DGEQRF and DPOTRF performance with lda=m and lda=m+64

codecircuit · ‎10-24-2023

I am benchmarking DGEQRF and DPOTRF from MKL 2023.2.0 on a two socket Intel(R) Xeon(R) Platinum 8480CL system with hyperthreading enabled. As a prefix for my benchmark executable I use `KMP_AFFINITY=granularity=fine,compact,1,0 MKL_NUM_THREADS=56 numactl -N0 -m0 ` and as expected during benchmark execution I see in htop that only the first 56 cores are busy.

Now, I measure:

DPOTRF(uplo='L', n=32768,lda=32768) -> 5.55s

DPOTRF(uplo='L', n=32768,lda=32832) -> 4.74s

DGEQRF(m=32768,n=32768,lda=32768) -> 31.18s

DGEQRF(m=32768,n=32768,lda=32832) -> 18.55s

1. Is this performance expected? It would be very helpful if you could share the maximum performance of these routines from your benchmarks on the Intel(R) Xeon(R) Platinum 8480CL.

2. Why is there such a big performance improvement when I set `lda=m+64`?

3. What is the expected maximum parallel and sequential DGEMM GFLOPS on this chip?

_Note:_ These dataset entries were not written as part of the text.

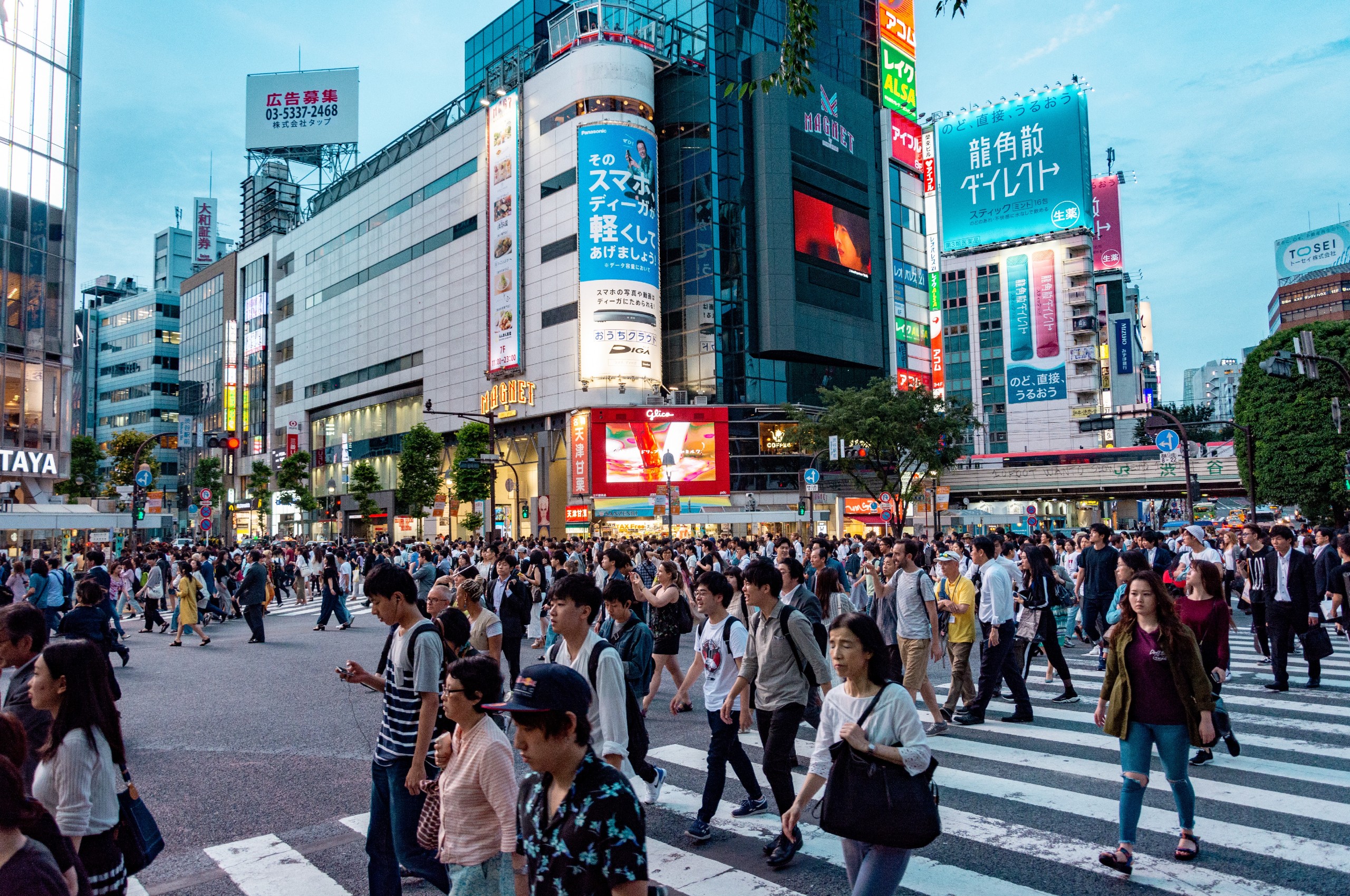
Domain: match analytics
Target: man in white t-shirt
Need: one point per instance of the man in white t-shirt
(720, 635)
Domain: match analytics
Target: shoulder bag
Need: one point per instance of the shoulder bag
(871, 801)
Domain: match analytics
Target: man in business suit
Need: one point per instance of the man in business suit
(253, 591)
(23, 634)
(1294, 608)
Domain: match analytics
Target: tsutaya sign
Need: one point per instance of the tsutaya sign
(34, 462)
(504, 394)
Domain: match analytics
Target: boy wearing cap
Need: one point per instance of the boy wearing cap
(580, 827)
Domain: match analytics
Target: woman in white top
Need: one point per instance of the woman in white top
(893, 732)
(78, 777)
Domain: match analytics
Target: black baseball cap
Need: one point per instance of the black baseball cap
(547, 686)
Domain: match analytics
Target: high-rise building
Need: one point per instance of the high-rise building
(41, 46)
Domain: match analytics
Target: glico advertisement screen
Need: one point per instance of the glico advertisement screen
(631, 446)
(832, 234)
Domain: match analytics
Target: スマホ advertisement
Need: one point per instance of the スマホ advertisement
(619, 309)
(1014, 169)
(504, 234)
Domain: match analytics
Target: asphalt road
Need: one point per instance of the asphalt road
(234, 743)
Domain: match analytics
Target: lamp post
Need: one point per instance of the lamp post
(669, 463)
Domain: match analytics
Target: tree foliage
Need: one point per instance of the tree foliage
(292, 475)
(470, 442)
(419, 470)
(908, 436)
(363, 481)
(85, 455)
(1299, 456)
(122, 450)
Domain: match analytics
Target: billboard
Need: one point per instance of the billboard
(1296, 257)
(203, 231)
(831, 234)
(1016, 169)
(504, 235)
(1106, 225)
(630, 446)
(300, 109)
(619, 308)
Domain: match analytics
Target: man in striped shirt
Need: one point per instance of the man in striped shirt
(409, 676)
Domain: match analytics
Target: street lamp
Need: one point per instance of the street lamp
(669, 463)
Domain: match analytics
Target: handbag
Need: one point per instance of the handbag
(138, 834)
(875, 802)
(428, 824)
(1317, 642)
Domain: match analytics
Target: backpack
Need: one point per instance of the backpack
(638, 740)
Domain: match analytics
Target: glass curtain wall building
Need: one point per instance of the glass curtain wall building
(40, 79)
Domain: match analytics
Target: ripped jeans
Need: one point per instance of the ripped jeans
(1136, 755)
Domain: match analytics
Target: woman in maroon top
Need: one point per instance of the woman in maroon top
(1210, 617)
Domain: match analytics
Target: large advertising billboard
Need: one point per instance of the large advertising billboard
(619, 308)
(1296, 257)
(300, 109)
(504, 235)
(1014, 169)
(1106, 225)
(630, 447)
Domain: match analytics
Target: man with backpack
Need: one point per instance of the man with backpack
(785, 664)
(409, 676)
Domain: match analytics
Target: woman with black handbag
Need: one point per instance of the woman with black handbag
(870, 725)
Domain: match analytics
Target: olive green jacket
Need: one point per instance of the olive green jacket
(1187, 673)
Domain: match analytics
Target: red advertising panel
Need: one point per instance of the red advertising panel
(907, 142)
(631, 446)
(580, 474)
(1106, 222)
(895, 18)
(832, 234)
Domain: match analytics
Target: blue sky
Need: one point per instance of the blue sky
(1232, 116)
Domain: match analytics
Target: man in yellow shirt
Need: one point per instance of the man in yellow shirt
(956, 596)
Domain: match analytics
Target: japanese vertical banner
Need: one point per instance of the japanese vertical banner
(504, 235)
(620, 287)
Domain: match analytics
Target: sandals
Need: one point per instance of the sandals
(1113, 861)
(1183, 854)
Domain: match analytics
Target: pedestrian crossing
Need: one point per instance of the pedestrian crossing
(1025, 810)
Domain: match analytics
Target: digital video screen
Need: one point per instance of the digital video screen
(832, 234)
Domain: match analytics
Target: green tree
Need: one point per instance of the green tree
(122, 450)
(363, 481)
(908, 435)
(419, 470)
(1299, 456)
(471, 483)
(259, 488)
(85, 455)
(292, 475)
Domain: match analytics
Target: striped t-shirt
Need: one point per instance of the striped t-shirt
(406, 680)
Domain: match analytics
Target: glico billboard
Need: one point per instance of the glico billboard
(1014, 169)
(630, 449)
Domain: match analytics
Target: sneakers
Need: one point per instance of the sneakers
(654, 790)
(751, 807)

IntelSupport · ‎10-27-2023

Hi,

Thanks for posting in Intel Communities.

Could you please provide us a sample reproducer and OS details, so that we can replicate and investigate more at our end.

Regards,

Jilani

JilaniS_Intel · ‎11-03-2023

Hi,

We have not heard back from you. Could you please provide us with an update?

Regards,

Jilani

Gennady_F_Intel · ‎11-09-2023

Yes, this performance is expected.
32768 is a “bad” leading dimension (it’s a large power-of-two), hence the poor performance. Please check the notes about padding the matrices in this documentation about offloading computations, especially Rule 2 below: Rule 2: For best performance, leading dimensions should not be a multiple of a large power of 2 (e.g. 4096 bytes). Increasing the leading dimension slightly (e.g. from 4096 bytes to 4096+64 bytes) can improve performance in some cases.
Please check the official MKL product page - https://www.intel.com/content/www/us/en/developer/tools/oneapi/onemkl.html#gs.qw2c2p to see sgemm performance results on the same CPU. The performance results for the double precision would be ~ 2x smaller.

--Gennady

JilaniS_Intel · ‎11-16-2023

Hi,

A gentle reminder:

We have not heard back from you. Could you please provide us with an update?

Regards,

Jilani

JilaniS_Intel · ‎11-22-2023

Hi,

A gentle reminder:

We have not heard back from you. Could you please provide us with an update?

Regards,

Jilani